LIMES icon indicating copy to clipboard operation
LIMES copied to clipboard

Support Big Data Technologies

Open mommi84 opened this issue 8 years ago • 6 comments

Can the current workflow deal with big datasets (i.e., when it's impossible to store them in-memory)?

mommi84 avatar Nov 05 '15 22:11 mommi84

Yes. See memory management package. The mapping class needs to be updated though. We need a file mapping that supports writing mappings to the hard drive.

ngonga avatar Nov 06 '15 00:11 ngonga

Okay. I would keep this issue open until the new Mapping class is updated.

mommi84 avatar Nov 06 '15 11:11 mommi84

How is this thing going?

Kleanthi avatar Mar 02 '18 15:03 Kleanthi

Kevin and I are currently working on porting HR3 to either Flink or Spark.

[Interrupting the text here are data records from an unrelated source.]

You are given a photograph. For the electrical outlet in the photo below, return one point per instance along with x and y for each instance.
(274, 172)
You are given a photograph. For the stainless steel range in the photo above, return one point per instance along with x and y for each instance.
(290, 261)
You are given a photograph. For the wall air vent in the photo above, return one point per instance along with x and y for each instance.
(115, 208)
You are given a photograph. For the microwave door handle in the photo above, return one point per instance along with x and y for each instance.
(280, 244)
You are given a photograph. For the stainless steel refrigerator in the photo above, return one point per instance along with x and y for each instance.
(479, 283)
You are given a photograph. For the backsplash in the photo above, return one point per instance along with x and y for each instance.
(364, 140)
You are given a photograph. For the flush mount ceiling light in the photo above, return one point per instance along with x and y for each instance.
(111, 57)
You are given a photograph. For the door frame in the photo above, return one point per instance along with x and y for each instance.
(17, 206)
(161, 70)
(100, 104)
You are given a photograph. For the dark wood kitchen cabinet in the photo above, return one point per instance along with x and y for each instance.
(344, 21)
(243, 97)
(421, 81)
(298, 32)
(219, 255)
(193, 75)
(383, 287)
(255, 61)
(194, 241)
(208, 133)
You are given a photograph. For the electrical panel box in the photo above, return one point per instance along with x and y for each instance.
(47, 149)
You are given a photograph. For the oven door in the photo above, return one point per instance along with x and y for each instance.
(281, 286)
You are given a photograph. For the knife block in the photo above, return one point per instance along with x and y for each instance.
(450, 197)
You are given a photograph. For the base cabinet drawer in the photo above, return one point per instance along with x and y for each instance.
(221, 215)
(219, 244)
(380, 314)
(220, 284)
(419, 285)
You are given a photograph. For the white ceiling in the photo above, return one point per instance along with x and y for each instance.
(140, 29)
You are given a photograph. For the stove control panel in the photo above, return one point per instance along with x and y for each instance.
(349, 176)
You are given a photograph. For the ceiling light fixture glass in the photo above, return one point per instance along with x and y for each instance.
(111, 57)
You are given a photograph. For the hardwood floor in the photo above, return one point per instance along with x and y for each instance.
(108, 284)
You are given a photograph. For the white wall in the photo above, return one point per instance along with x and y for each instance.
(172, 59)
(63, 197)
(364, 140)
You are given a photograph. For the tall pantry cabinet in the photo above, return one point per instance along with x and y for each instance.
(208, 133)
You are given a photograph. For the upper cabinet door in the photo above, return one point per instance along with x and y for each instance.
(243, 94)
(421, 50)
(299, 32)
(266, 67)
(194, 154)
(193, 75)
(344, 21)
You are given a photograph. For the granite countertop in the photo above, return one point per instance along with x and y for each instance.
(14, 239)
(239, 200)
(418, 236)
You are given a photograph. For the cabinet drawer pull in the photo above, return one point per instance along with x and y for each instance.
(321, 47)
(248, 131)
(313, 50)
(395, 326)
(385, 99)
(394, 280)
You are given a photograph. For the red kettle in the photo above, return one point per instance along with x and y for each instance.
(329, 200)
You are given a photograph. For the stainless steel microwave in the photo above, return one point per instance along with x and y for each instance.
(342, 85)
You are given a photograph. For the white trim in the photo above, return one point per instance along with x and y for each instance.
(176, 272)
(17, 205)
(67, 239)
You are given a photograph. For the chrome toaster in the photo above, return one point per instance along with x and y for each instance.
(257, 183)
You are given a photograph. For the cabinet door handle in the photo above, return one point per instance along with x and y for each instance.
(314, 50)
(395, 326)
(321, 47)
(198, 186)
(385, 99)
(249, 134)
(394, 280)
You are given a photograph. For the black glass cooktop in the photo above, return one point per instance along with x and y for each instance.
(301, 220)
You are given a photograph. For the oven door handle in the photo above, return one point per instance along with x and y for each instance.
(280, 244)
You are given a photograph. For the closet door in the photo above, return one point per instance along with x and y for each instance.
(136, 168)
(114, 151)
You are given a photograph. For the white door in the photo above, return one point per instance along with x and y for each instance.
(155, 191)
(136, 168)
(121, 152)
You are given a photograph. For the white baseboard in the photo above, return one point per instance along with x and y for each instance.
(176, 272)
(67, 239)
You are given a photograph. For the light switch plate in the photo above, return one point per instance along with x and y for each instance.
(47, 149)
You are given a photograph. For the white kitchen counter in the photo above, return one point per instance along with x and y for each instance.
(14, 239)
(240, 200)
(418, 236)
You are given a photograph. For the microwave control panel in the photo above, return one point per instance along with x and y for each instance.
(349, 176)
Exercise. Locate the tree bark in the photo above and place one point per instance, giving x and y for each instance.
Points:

Though this task is certainly smaller than the scope of the original question it might be reasonable to aim for such frameworks rather than having a new Mapping class, i.e. having a LIMES-Flink oder LIMES-Spark implementation, that can be run in a cluster.

dobraczka avatar Mar 02 '18 15:03 dobraczka

I like the LIMES-Spark idea.

Kleanthi avatar Mar 02 '18 15:03 Kleanthi

I did some research on this lately and it seems like Apache BEAM is what we'd want for a complete LIMES port to big data technology. Will be considered as part of the upcoming rewrite.

kvndrsslr avatar Jul 02 '20 10:07 kvndrsslr